Aralık Ayındaki Faiz Kararı Kapanışın Süresine Bağlı: Veri Yoksa İndirim de Yok
Yatırım bankası Morgan Stanley, ABD Merkez Bankası’nın (Fed) önceden belirlenmiş bir politika rotası olmadığını ve gelecekteki kararlarını tamamen gelen verilere göre alacağını yinelerken, devam eden federal hükümet kapanışının yarattığı “veri karartması” nedeniyle bunun mümkün olamayabileceği uyarısında bulundu. Analistlere göre, Aralık ayında bir faiz indirimi yapılıp yapılmayacağı, artık ekonomik verilerden çok, kapanışın ne zaman sona ereceğine bağlı.
Fed politika yapıcıları, bir aydan fazla süredir normalde kararlarını dayandırdıkları istihdam ve enflasyon gibi kritik verilerden mahrum kalmış durumda. Geçen hafta yapılan 25 baz puanlık indirimin ardından Fed Başkanı Jerome Powell da, veri eksikliği devam ederse daha fazla indirime giderken daha temkinli olabileceklerinin sinyalini vermişti. Bu hafta da, normalde her ayın ilk Cuma günü açıklanan tarım dışı istihdam raporunun yayımlanmaması bekleniyor.

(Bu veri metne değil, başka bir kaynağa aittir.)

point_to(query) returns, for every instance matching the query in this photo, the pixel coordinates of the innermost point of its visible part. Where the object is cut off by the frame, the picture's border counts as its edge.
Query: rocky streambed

Vital Knowledge analistleri, “Bir bakıma, insanlar öncekinden daha da kafası karışmış hissediyor” diyerek, kapanışın yatırımcıları yılın son iki ayı için bir yol haritasından mahrum bıraktığını belirtti. Piyasalar şu anda CME FedWatch verilerine göre Aralık’ta bir faiz indirimi olasılığını %69 olarak fiyatlasa da, bu beklentinin gerçekleşmesi Washington’daki siyasi gelişmelere endekslenmiş durumda.
Morgan Stanley analistleri, Fed’in kararını etkileyecek iki temel senaryo ortaya koydu:
-
Kapanış Gelecek Hafta Biterse: Bu durumda Fed, Eylül’den Kasım’a kadar olan istihdam, enflasyon ve perakende satış verilerini içeren “iyi miktarda veriye” sahip olacak. Morgan Stanley, bu verilerin ekonomide bir yavaşlamaya işaret ederek faiz indirimini desteklemesini bekliyor.
-
Kapanış Şükran Günü’nü Geçerse: Kapanışın Kasım sonundaki Şükran Günü tatilini de aşması durumunda, resmi veri karartması çok uzayacak ve bu durum Fed’in faiz oranlarını değiştirmeden sabit tutma olasılığını artıracak.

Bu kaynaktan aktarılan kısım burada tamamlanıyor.